8. YANG Hash representations
YANG hashes are represented in two fashions.
8.1. YANG Hash in payload
When a YANG hash value is printed in the payload, error-path or other
string, then the lowercase hexadecimal representation is used.
Leading zeros are used so the value uses 8 hex characters.
8.2. YANG Hash in URL
When a URL contains a YANG hash, it is encoded using base64url "URL
and Filename safe" encoding as specified in [RFC4648].

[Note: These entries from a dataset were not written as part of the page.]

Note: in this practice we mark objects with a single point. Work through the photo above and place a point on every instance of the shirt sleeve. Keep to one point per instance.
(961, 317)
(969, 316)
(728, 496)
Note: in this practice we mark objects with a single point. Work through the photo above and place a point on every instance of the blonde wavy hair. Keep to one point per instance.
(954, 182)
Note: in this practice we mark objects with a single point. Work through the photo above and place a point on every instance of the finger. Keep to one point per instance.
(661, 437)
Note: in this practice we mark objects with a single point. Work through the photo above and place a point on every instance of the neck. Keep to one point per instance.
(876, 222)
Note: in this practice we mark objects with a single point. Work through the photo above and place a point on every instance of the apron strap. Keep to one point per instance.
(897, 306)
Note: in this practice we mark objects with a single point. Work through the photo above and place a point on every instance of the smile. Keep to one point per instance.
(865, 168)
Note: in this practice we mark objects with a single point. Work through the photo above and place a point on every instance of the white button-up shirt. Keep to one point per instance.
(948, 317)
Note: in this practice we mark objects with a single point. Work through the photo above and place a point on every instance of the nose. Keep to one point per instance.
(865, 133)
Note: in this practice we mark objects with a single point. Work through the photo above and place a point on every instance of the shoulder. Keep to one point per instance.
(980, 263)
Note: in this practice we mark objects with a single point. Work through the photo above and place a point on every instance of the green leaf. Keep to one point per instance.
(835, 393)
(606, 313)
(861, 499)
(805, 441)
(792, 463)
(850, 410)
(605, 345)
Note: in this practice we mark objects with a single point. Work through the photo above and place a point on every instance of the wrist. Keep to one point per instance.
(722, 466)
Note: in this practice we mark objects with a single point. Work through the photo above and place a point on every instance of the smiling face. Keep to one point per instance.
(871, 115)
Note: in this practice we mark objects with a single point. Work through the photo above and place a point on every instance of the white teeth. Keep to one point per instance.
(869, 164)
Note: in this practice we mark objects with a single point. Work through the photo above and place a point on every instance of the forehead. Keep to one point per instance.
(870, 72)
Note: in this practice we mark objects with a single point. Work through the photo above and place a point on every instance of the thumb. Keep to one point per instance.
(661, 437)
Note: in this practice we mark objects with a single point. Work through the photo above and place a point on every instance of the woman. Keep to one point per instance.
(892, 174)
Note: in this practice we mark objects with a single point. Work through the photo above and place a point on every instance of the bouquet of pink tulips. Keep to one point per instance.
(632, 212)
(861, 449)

The hash H is represented as a 30-bit integer, divided into five
6-bit integers as follows:
B1 = (H & 0x3f000000) >> 24
B2 = (H & 0xfc0000) >> 18
B3 = (H & 0x03f000) >> 12
B4 = (H & 0x000fc0) >> 6
B5 = H & 0x00003f
Bierman & van der Stok Expires August 13, 2016 [Page 13]
Internet-Draft Yhash February 2016
Subsequently, each 6-bit integer Bx is translated into a character Cx
using Table 2 from [RFC4648], and a string is formed by concatenating
the characters in the order C1, C2, C3, C4, C5.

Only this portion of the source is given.